Bayes is highly involved in the women’s rights movements both on CSUN’s campus and in Los Angeles. Her involvement includes being a part of the International Social Science Council, and she was one of the representatives for the International Political Science Association at the UN Commission meeting on the Status of Women in Beijing in 1995.
She is currently active in the League of Women Voters human trafficking committee and is part of a study group in the LA County commission on human trafficking. In the late 1980s, Bayes became one of the first women to become a president of the Western region for the American Political Science Association.
In regards to keeping education ethnically diverse, Bayes knows the struggle it has been to keep Section F on campus.
“It’s taken 50 years — 50 years! — to build these departments up,” she said.
Bayes believes that she sees a lot of similarities between what students were trying to accomplish in 1968 and what students are trying to do today as they demonstrate against Executive Order 1100.
Bayes says that the administration hasn’t taken into account the problem of student schedules.
“They don’t take into account the fact that most of you work, full-time some? — ?most — people do school on top of that,” she said. “Getting through CSUN in four years is only possible if you’re fully funded.”
Bayes fears that if Executive Order 1100 is implemented at CSUN, departments like Chicana/o Studies, Africana Studies, Asian American Studies, Queer Studies, and Gender and Women Studies could lose faculty since their enrollments depend on the number of students enrolled in courses that are under cultural studies. Executive Order 1100 will then allow double counting GE courses from different sections, which can decrease cultural studies enrollment, Bayes said.

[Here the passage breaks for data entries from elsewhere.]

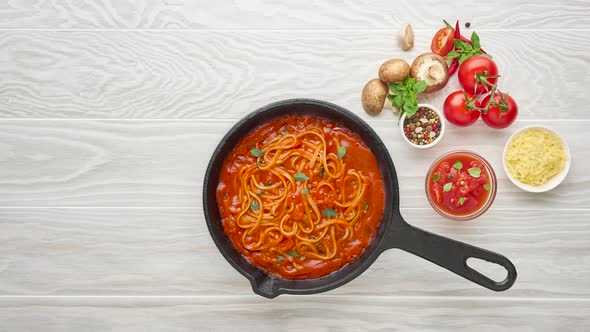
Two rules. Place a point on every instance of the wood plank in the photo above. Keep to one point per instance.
(162, 163)
(317, 313)
(231, 14)
(223, 74)
(107, 251)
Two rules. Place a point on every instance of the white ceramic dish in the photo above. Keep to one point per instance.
(555, 181)
(443, 127)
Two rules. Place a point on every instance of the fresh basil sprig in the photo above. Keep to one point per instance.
(465, 50)
(404, 93)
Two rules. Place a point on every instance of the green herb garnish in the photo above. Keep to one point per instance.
(404, 93)
(341, 152)
(448, 186)
(475, 172)
(256, 152)
(464, 50)
(300, 177)
(329, 213)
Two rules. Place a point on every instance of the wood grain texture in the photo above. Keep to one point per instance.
(216, 74)
(162, 163)
(161, 252)
(306, 15)
(313, 313)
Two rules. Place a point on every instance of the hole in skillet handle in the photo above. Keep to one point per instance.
(448, 253)
(495, 272)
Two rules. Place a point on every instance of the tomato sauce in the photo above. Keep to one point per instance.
(358, 157)
(459, 184)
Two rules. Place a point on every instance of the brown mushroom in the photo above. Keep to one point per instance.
(374, 96)
(431, 68)
(394, 70)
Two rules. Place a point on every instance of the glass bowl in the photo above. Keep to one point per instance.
(490, 198)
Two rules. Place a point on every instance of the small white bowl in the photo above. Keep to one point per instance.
(555, 181)
(443, 126)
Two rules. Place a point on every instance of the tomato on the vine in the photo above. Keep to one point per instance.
(478, 74)
(442, 43)
(459, 108)
(502, 112)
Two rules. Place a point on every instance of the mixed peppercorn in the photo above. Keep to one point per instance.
(423, 127)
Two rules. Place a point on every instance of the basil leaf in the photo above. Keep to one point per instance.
(475, 41)
(420, 86)
(341, 152)
(256, 152)
(453, 54)
(329, 213)
(396, 88)
(448, 186)
(475, 172)
(464, 57)
(458, 43)
(300, 177)
(398, 101)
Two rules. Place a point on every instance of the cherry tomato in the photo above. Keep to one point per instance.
(456, 111)
(442, 43)
(474, 66)
(496, 117)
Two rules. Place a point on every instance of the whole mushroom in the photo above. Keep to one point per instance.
(433, 69)
(394, 70)
(374, 96)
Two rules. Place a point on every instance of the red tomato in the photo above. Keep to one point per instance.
(496, 117)
(456, 111)
(442, 43)
(474, 66)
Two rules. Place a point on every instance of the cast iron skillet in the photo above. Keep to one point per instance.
(394, 232)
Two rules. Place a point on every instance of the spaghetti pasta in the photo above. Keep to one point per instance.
(301, 196)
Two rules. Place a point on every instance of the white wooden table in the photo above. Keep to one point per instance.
(110, 110)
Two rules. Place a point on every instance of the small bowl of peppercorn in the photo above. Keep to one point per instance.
(423, 129)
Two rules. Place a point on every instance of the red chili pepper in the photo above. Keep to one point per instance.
(453, 66)
(455, 63)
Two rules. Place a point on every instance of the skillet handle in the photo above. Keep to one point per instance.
(450, 254)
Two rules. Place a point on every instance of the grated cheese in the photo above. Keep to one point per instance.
(535, 156)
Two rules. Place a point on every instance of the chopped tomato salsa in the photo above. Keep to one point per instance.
(459, 184)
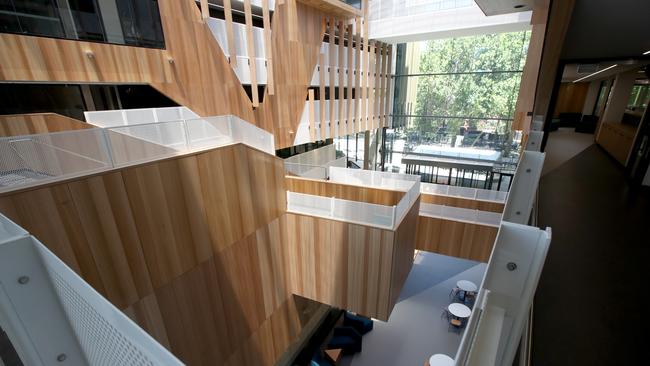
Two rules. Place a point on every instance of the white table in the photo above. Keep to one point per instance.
(459, 310)
(467, 286)
(441, 360)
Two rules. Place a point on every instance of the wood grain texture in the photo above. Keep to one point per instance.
(557, 25)
(343, 191)
(248, 16)
(321, 97)
(529, 76)
(455, 238)
(617, 139)
(267, 46)
(335, 7)
(34, 123)
(341, 125)
(571, 98)
(193, 255)
(462, 202)
(351, 266)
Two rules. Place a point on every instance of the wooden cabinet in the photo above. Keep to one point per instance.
(617, 139)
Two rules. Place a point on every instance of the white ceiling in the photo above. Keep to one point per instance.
(496, 7)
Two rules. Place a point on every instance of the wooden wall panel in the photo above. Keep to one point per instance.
(455, 238)
(193, 254)
(343, 191)
(33, 123)
(462, 202)
(340, 264)
(571, 98)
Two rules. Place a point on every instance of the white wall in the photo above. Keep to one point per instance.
(619, 96)
(399, 21)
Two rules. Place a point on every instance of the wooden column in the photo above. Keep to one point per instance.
(357, 77)
(349, 123)
(372, 68)
(229, 33)
(321, 96)
(389, 72)
(332, 72)
(248, 16)
(267, 47)
(341, 102)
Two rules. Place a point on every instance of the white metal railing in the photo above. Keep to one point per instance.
(471, 216)
(386, 217)
(520, 200)
(505, 296)
(408, 183)
(52, 316)
(125, 117)
(36, 159)
(343, 210)
(476, 194)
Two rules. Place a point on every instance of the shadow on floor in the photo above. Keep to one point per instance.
(591, 303)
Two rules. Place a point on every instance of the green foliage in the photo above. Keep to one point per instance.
(489, 94)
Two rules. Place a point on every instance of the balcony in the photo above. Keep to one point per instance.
(351, 238)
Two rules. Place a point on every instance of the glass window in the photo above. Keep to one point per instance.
(129, 22)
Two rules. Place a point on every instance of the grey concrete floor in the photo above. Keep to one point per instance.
(415, 329)
(592, 299)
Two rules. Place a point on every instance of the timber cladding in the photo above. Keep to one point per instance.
(192, 70)
(463, 202)
(185, 246)
(455, 238)
(34, 123)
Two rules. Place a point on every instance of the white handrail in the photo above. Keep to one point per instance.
(32, 160)
(53, 316)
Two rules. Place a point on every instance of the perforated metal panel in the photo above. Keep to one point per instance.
(102, 343)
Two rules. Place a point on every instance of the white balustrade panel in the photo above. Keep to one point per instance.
(53, 316)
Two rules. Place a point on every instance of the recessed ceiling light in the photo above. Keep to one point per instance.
(596, 73)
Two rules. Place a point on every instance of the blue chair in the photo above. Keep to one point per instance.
(319, 360)
(361, 324)
(347, 339)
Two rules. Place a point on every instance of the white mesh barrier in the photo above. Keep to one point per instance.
(309, 204)
(463, 192)
(343, 210)
(305, 170)
(36, 159)
(495, 327)
(364, 213)
(52, 316)
(26, 160)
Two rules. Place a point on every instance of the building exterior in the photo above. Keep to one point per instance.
(147, 217)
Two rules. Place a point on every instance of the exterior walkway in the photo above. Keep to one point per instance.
(592, 300)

She said that white European history has been taught in schools for decades. Having ethnic studies on campus can help keep diversity strong on CSU campuses.
“(Ethnic) courses serve a big purpose to the people who don’t know their own history,” said Bayes. “It’s just plain ignorant to ignore it.”
Bayes reflected on the campus 50 years ago. It was a different time and while students were fighting for civil and social rights, the fear of being drafted to fight in the Vietnam War was also a concern, but she sees the same passion to fight for ethnic studies in the students today.
She recalled people who have left a huge impact on the CSUN campus such as Archie Chapman and Rudy Acuna, professor and activist in the Chicana/o Studies Department.
There’s a moral cause behind the fight against Executive Order 1100 and part of it is the continuation of the civil rights movement to have freedom to get a good education. “The students want these courses and are asking (for them),” Bayes explained.
She doesn’t feel that President Dianne F. Harrison is showing much of interest on the topic. “She didn’t come to the meeting,” Bayes said, referring to Thursday’s meeting with the Faculty Senate. “She’s in a hard place herself, but she’s the president, stand up and fight!”